Gegeven: Een wolk waterstofgas, hier en daar met wat langzame wervelingen, een beetje zoals de wolken in de lucht. Er is echter een verschil. Op wolken in de lucht werken allerlei verstorende krachten, zoals de wind. Op de wolk waterstofgas in het heelal werkt maar één kracht die niet te verwaarlozen is: de zwaartekracht. Omdat het waterstofgas nooit helemaal gelijk over de ruimte verdeeld is, vormen zich door de zwaartekracht plaatselijk verdichtingen in het gas. Naarmate deze verdichtingen verder samentrekken tot klonten, neemt de snelheid van de aanvankelijke wervelingen toe: De klonten krijgen een aanzienlijke rotatiesnelheid, net als u in uw burostoel.

Met het steeds meer samentrekken van de klonten gas nemen temperatuur (snelheid van moleculen) en druk (aantal en hevigheid van botsingen) steeds sterker toe. Door de grote hitte beginnen de gasklonten te stralen: Het licht gaat aan. De inzet links onderaan de illustratie laat drie van die stralende klonten zien, gefotografeerd door de Hubble Space Telescope. Op een gegeven moment zorgt de druk voor evenwicht met de zwaartekracht en trekt zo'n gasklont, nu een prille ster, niet verder samen. De hoge druk en de enorme energie, schuilend in de inmiddels zeer hoge temperatuur, zorgen ervoor dat in het binnenste van die ster kernreacties gaan plaatsvinden die "het vuurtje brandend houden".

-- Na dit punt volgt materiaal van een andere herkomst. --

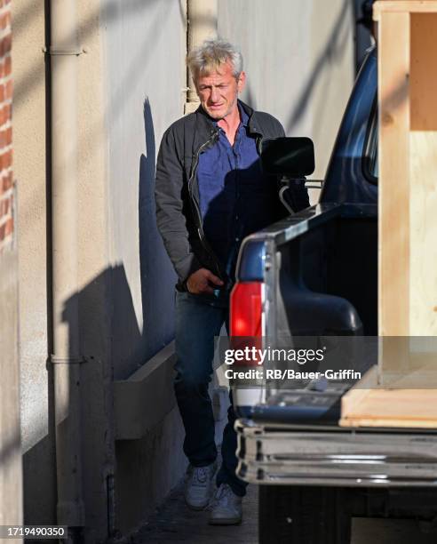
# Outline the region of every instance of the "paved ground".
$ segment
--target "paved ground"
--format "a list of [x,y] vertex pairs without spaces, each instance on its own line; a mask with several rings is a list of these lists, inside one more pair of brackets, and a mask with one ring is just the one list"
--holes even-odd
[[[131,540],[132,544],[257,544],[258,488],[250,485],[243,501],[243,522],[239,526],[208,524],[208,512],[194,512],[184,502],[180,484],[148,523]],[[435,544],[437,535],[420,532],[407,520],[353,520],[351,544]],[[303,543],[302,543],[303,544]]]
[[258,542],[258,489],[250,485],[243,501],[243,521],[237,526],[208,524],[209,512],[195,512],[185,504],[183,484],[135,535],[135,544],[255,544]]

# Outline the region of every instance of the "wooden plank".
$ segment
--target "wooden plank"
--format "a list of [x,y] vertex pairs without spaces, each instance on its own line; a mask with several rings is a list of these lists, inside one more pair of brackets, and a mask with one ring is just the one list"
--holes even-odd
[[437,13],[411,15],[409,333],[437,335]]
[[409,15],[378,25],[379,335],[409,333]]
[[437,389],[368,389],[353,401],[342,405],[341,427],[437,428]]
[[373,4],[373,20],[382,13],[429,13],[437,12],[437,0],[378,0]]

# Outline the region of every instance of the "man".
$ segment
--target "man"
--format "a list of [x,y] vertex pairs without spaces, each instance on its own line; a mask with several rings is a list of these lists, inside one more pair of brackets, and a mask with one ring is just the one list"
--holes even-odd
[[[214,336],[224,323],[227,328],[229,292],[242,238],[286,215],[277,180],[262,172],[258,157],[261,140],[284,132],[274,117],[238,100],[246,76],[233,45],[207,40],[189,53],[187,65],[200,107],[163,137],[155,199],[158,228],[179,277],[174,386],[190,462],[185,495],[189,507],[203,509],[210,502],[216,472],[208,393]],[[305,186],[296,190],[294,201],[300,209],[309,204]],[[242,521],[246,484],[235,475],[234,421],[231,404],[211,524]]]

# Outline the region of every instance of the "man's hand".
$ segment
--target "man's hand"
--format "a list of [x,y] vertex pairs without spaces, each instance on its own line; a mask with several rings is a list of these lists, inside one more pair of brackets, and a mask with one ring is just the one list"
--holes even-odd
[[204,292],[214,292],[214,289],[210,285],[210,283],[215,285],[223,285],[223,282],[219,277],[214,276],[211,270],[207,268],[199,268],[194,272],[187,280],[187,288],[193,294],[202,294]]

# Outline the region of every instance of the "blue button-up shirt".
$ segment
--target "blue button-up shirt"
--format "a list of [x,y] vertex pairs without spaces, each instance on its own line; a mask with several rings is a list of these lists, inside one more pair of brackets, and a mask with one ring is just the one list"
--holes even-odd
[[218,140],[200,156],[197,169],[203,232],[232,279],[242,238],[277,220],[278,207],[275,178],[262,172],[242,108],[240,116],[234,145],[218,127]]

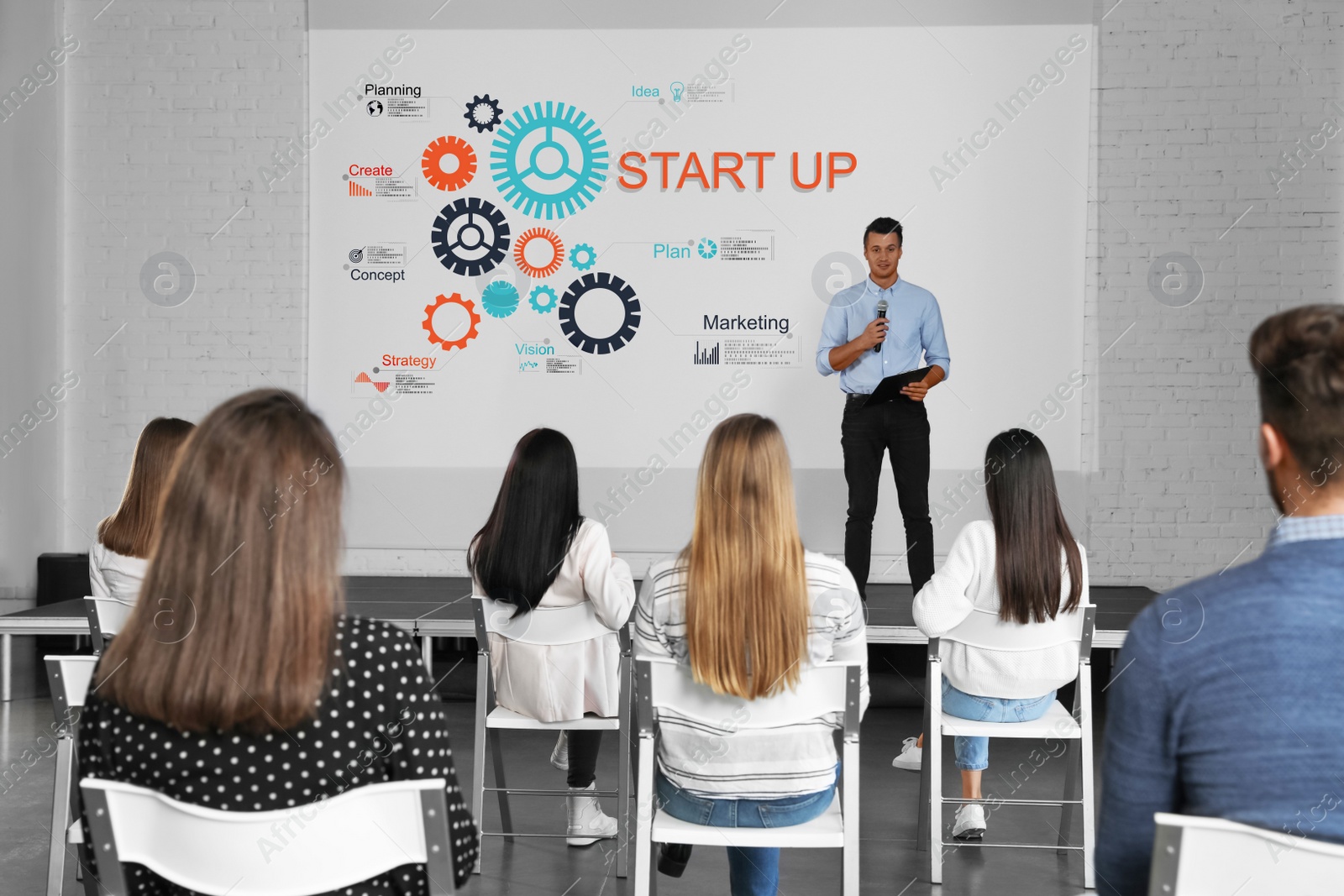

GEDACHTENexperiment: Ga op een denkbeeldige burostoel zitten met in elke hand een denkbeeldige schaal met denkbeeldige yoghurt. Breng uzelf aan het draaien en trek uw armen naar u toe. De draaisnelheid neemt toe en de denkbeeldige yoghurt spat in het rond. Geen nood, denkbeeldige vlekken zijn gemakkelijker te verwijderen dan echte.

Zo worden planeten gevormd. Ze spatten van de draaiende gaswolk af, naarmate de rotatiesnelheid toeneemt. Planeten zijn relatief klein. Daardoor worden temperatuur en druk niet hoog genoeg voor kernreacties. Geleidelijk aan koelen ze af, comfortabel van buitenaf verwarmd door de jonge ster waar ze omheen cirkelen, in hun baan gehouden door de zwaartekracht (anders gingen ze rechtdoor het heelal in).

En dan? Tja, als we dat eens wisten... Feit is dat we er op de één of andere manier gekomen zijn, met bewustzijn en al. Dat laatste is wat mij betreft het grootste raadsel, ook waar te nemen op een bewolkte avond.